AbstractPain commonly affects multiple sclerosis (MS) patients, and has the potential to become chronic and burden an already damaged central nervous system. Imaging studies are providing insights into brain restructuring associated with chronic pain and different chronic pain conditions seem to evoke distinct plasticity patterns. Our objective was to study the structural and functional brain changes of chronic neuropathic pain of MS. Employing structural and resting functional magnetic resonance imaging we compared MS patients with chronic central pain with MS patients without pain matched with respect to age, gender, subtype and duration of MS and disability. Mean duration of pain was 7.6 years. Comparing the pain and no-pain groups, brain functional default-mode network differences were found. There was decreased coactivation in the caudate nucleus and nucleus accumbens bilaterally. Also, for the relapsing-remitting subgroup of patients, grey matter thickness changes predominated in the pain group in the mesial region of the temporal lobes, caudate, putamen, thalami and the fronto-parietal cortex; in the group without pain, changes predominated in the frontopolar and orbitofrontal cortices and in the occipital areas. A dysfunction in the reward system in chronic pain of MS was found, particularly in the brain areas involved in its motivational aspects, as such probably reflecting the maladaptive physiology of chronic pain, and possibly the signature of pain in MS, in a disease where reward impairment seems to be already one of its features.
Wile E. Cyote's antics to capture the road runner also end in pain.
Is pain one of nature's cruel jokes, a fail safe against stupidity, or is it a sign of frailty of an organic system? I'll let you decide. Our untimely departure from the blogosphere has caused our readers significant pain, and I would like to sincerely apologise for this. Having read through your comments, I see now that the blog is greater than the sum of its parts.
For those who suffer from MS related pain (whether it be caused by stiffness/spasticity or nerve pain/neuropathic pain), the findings from this commentary should interest you.

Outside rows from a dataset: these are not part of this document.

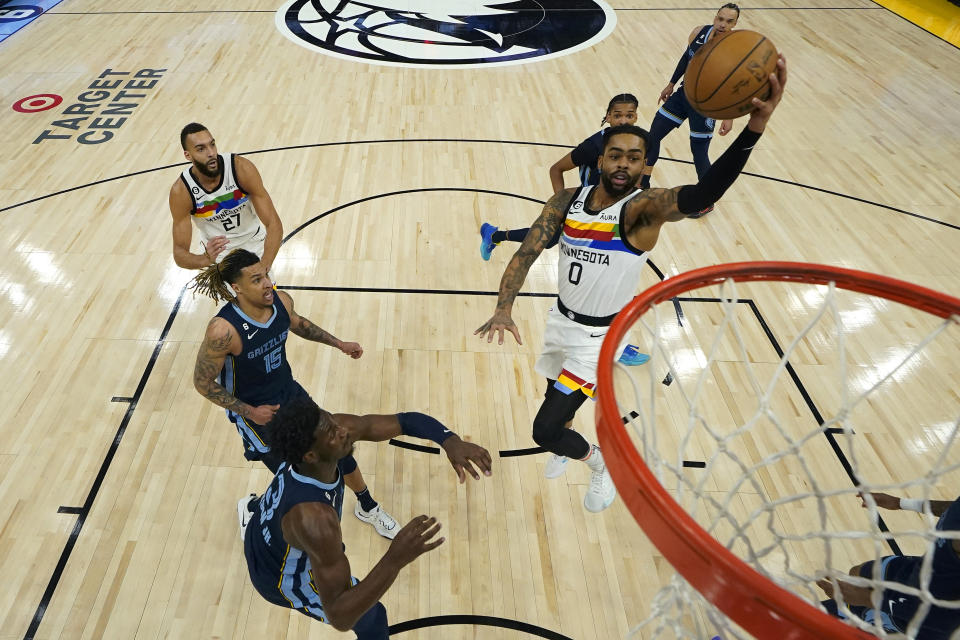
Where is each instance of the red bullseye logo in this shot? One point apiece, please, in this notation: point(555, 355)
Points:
point(37, 103)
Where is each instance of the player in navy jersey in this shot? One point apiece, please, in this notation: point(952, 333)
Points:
point(605, 232)
point(898, 608)
point(676, 108)
point(294, 547)
point(242, 365)
point(622, 109)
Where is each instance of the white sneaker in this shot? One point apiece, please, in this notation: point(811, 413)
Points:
point(601, 492)
point(556, 465)
point(382, 521)
point(244, 514)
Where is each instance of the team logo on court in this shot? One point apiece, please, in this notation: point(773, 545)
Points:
point(445, 33)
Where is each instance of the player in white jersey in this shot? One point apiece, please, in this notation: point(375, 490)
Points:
point(607, 231)
point(224, 197)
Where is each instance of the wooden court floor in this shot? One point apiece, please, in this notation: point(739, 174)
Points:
point(118, 482)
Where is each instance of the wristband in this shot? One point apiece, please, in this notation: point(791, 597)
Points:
point(420, 425)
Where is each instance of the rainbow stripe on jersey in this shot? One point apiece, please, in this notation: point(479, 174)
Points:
point(604, 236)
point(209, 208)
point(568, 383)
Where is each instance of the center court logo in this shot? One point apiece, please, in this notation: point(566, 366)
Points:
point(445, 33)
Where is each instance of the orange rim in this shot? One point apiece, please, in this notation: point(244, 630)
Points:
point(752, 601)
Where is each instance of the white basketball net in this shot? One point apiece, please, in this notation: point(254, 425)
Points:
point(774, 490)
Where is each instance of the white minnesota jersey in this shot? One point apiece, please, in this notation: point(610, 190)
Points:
point(225, 211)
point(598, 268)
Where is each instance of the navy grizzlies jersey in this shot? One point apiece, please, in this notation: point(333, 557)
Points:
point(944, 584)
point(261, 373)
point(585, 156)
point(279, 572)
point(698, 42)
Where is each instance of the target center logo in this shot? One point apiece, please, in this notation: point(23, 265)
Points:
point(445, 33)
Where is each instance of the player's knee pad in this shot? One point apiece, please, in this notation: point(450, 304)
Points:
point(347, 465)
point(701, 159)
point(373, 624)
point(557, 410)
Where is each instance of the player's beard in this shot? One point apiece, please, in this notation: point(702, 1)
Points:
point(203, 170)
point(627, 187)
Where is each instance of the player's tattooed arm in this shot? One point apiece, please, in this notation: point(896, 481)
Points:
point(306, 329)
point(544, 229)
point(217, 343)
point(647, 211)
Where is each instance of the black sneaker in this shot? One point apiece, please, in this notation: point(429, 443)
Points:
point(701, 213)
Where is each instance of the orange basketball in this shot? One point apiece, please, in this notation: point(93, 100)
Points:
point(727, 73)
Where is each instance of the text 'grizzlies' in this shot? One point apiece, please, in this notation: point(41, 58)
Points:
point(262, 349)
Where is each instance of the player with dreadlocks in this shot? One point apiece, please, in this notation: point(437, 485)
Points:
point(242, 366)
point(621, 110)
point(294, 548)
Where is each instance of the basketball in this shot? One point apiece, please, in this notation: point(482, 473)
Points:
point(726, 74)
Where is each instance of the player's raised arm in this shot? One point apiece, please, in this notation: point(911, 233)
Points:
point(315, 528)
point(249, 177)
point(653, 207)
point(539, 236)
point(309, 331)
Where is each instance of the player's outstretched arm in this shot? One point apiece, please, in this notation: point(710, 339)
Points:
point(249, 177)
point(315, 528)
point(465, 457)
point(305, 329)
point(653, 207)
point(894, 503)
point(221, 338)
point(539, 236)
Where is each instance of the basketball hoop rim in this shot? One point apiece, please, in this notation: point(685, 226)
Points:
point(754, 602)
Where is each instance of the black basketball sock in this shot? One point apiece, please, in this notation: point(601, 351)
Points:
point(367, 503)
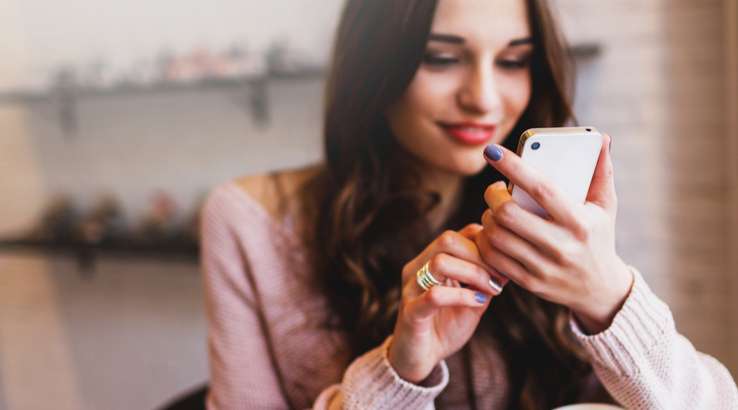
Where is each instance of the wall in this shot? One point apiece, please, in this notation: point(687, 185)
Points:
point(659, 90)
point(731, 114)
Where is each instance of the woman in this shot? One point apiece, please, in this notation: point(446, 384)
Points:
point(320, 281)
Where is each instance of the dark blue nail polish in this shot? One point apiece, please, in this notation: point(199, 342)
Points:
point(493, 152)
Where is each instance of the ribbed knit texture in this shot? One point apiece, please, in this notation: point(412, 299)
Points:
point(269, 350)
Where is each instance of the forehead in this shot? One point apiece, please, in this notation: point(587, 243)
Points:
point(492, 22)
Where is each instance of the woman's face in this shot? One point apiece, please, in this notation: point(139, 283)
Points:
point(472, 86)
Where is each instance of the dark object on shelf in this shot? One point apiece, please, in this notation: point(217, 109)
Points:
point(58, 222)
point(191, 400)
point(105, 229)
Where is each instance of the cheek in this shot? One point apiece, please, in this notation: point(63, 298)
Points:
point(412, 118)
point(517, 96)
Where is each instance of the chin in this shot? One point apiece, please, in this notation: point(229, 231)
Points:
point(465, 166)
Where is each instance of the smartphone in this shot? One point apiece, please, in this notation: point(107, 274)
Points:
point(567, 156)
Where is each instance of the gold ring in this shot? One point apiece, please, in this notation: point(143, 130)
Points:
point(425, 278)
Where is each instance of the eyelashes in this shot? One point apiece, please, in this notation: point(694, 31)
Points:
point(441, 61)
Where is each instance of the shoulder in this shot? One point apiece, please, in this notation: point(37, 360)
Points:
point(253, 199)
point(277, 193)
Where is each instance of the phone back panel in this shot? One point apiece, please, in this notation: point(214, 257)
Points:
point(567, 156)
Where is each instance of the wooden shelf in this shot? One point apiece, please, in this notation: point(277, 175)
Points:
point(66, 99)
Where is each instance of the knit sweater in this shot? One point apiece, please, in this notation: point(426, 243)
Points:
point(268, 350)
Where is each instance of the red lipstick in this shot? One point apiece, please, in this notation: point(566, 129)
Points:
point(469, 133)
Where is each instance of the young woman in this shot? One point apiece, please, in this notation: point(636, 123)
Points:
point(367, 281)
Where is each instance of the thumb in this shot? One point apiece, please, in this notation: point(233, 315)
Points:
point(602, 189)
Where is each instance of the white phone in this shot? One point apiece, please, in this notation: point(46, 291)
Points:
point(567, 156)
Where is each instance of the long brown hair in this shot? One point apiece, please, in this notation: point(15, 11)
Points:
point(370, 211)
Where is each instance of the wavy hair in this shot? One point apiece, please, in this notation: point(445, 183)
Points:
point(370, 211)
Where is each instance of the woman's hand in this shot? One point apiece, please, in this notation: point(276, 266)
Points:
point(568, 258)
point(433, 324)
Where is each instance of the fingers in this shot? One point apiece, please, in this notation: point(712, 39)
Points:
point(496, 194)
point(458, 244)
point(511, 268)
point(444, 266)
point(545, 193)
point(602, 189)
point(438, 297)
point(545, 235)
point(512, 245)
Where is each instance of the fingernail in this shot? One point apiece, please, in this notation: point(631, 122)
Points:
point(493, 153)
point(495, 286)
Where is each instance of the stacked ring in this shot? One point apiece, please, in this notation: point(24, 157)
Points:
point(425, 278)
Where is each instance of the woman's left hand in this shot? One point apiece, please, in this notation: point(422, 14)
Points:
point(568, 258)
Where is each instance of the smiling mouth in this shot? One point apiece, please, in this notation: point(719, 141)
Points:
point(469, 134)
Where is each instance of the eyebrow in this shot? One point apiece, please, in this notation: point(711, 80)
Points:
point(454, 39)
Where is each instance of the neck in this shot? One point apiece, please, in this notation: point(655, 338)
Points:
point(449, 186)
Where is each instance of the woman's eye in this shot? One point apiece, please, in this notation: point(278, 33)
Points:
point(438, 60)
point(514, 64)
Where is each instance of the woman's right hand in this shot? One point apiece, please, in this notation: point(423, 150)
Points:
point(433, 324)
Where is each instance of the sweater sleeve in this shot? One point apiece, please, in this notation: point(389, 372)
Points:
point(645, 363)
point(370, 382)
point(242, 375)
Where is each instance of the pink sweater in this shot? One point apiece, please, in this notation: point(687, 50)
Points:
point(267, 349)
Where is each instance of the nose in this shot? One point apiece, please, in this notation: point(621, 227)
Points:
point(480, 91)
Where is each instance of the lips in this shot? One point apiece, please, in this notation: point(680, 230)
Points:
point(469, 133)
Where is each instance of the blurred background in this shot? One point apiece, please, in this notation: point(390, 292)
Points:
point(117, 118)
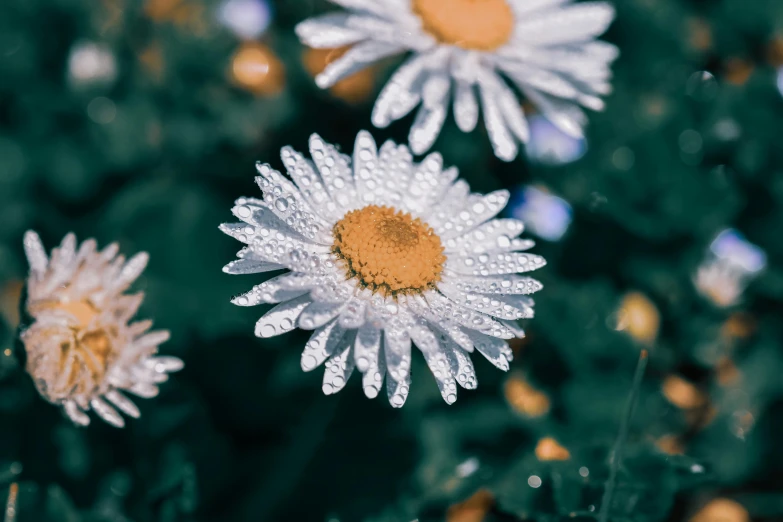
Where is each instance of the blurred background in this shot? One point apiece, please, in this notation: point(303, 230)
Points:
point(140, 121)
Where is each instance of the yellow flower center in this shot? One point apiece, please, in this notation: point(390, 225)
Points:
point(93, 348)
point(388, 251)
point(482, 25)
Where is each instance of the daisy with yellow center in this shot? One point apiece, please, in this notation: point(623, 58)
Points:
point(378, 254)
point(82, 351)
point(465, 50)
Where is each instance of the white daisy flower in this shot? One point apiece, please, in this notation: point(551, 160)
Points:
point(82, 352)
point(381, 253)
point(546, 48)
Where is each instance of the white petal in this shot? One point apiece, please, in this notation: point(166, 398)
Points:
point(495, 264)
point(74, 412)
point(461, 365)
point(152, 339)
point(512, 111)
point(478, 209)
point(465, 107)
point(380, 8)
point(452, 202)
point(497, 285)
point(490, 305)
point(397, 391)
point(131, 271)
point(494, 235)
point(503, 143)
point(450, 310)
point(271, 291)
point(372, 380)
point(123, 403)
point(353, 315)
point(107, 413)
point(339, 368)
point(400, 95)
point(36, 255)
point(570, 24)
point(355, 59)
point(328, 31)
point(542, 80)
point(321, 345)
point(282, 318)
point(285, 201)
point(145, 390)
point(317, 314)
point(309, 183)
point(366, 347)
point(250, 266)
point(495, 350)
point(531, 6)
point(426, 127)
point(164, 364)
point(335, 170)
point(564, 114)
point(437, 361)
point(397, 347)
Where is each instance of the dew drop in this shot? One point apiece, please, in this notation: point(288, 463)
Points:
point(268, 330)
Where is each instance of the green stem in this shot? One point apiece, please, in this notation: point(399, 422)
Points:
point(616, 455)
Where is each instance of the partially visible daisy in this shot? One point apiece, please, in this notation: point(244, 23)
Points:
point(468, 49)
point(378, 254)
point(82, 351)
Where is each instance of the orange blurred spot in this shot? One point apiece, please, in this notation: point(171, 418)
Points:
point(549, 449)
point(683, 394)
point(524, 398)
point(722, 510)
point(474, 509)
point(255, 68)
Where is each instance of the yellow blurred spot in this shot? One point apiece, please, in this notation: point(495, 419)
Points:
point(549, 449)
point(524, 398)
point(482, 25)
point(354, 88)
point(738, 71)
point(639, 317)
point(474, 509)
point(775, 52)
point(670, 444)
point(683, 394)
point(255, 68)
point(722, 510)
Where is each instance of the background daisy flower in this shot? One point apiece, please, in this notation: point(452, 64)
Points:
point(82, 350)
point(381, 254)
point(468, 49)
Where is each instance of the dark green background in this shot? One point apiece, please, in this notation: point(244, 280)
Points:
point(243, 435)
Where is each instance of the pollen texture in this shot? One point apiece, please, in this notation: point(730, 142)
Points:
point(482, 25)
point(87, 346)
point(388, 250)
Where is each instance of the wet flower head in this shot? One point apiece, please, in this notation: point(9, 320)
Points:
point(379, 254)
point(477, 57)
point(81, 348)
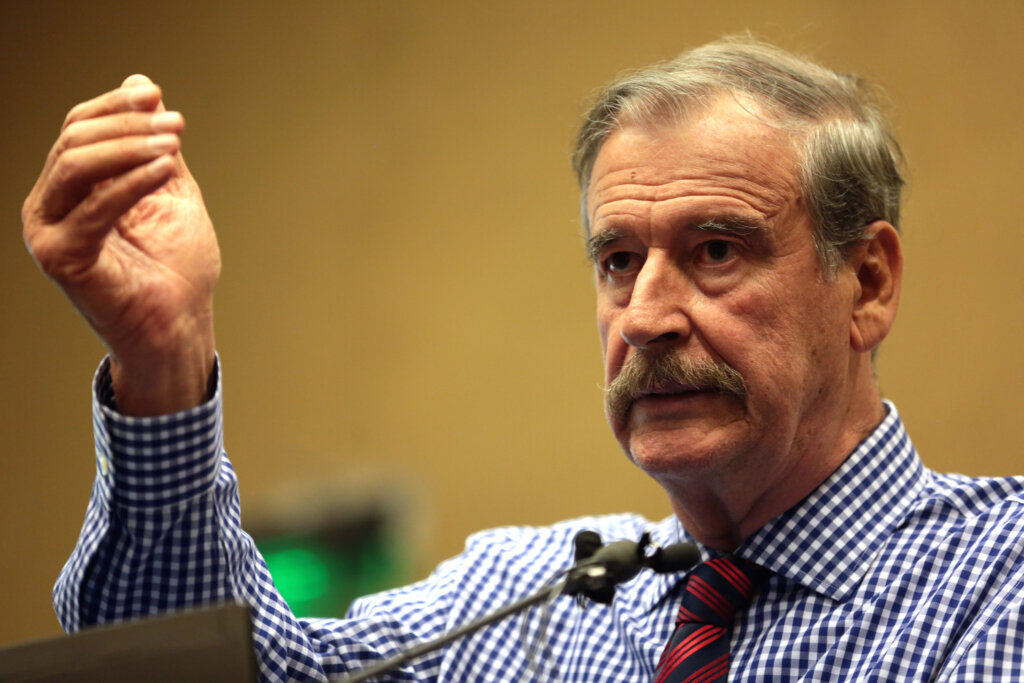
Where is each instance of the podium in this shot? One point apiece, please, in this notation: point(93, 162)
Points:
point(208, 644)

Pain control is multibillion dollar franchise, and yet our understanding of it is small. Firstly, it is important to understand that the hardwiring of you brain changes with pain over time, and this varies based on the nature of the pain. Part of this change is visible in the brain resting-state networks (RSNs); the brain regions that are working during wakefulness when the brain is resting (similar to your computer CPU which is churning away in the background even though you're not using it!). Secondly, changes here may also affect the function of the brain region concerned.
Here, the authors studied MS patients with pain for 7.6y on average. Using imaging, they studied the restructuring of the brain in MS in those with pain and without pain. They found changes between the two groups in the RSN network called the default-mode network (DMN). The DMN is usually silent during demanding tasks (for example, running), but is involved in cognition (memory, intelligence, planning for the future, and social interactions). In the DMN, in those experiencing chronic pain, there was reduced activation of brain regions (the caudate nucleus and nucleus accumbens; see Figure 1) that are linked to motivational ('wanting') aspects of behaviour, including reward, suggesting that this is impaired.
Therefore, even if different types of chronic pain are associated with distinct anatomical 'brain signatures', in MS at least both pain and reward seem to share the same neuroanatomical pathways. The question remains whether being on the receiving end of a reward can ameliorate pain?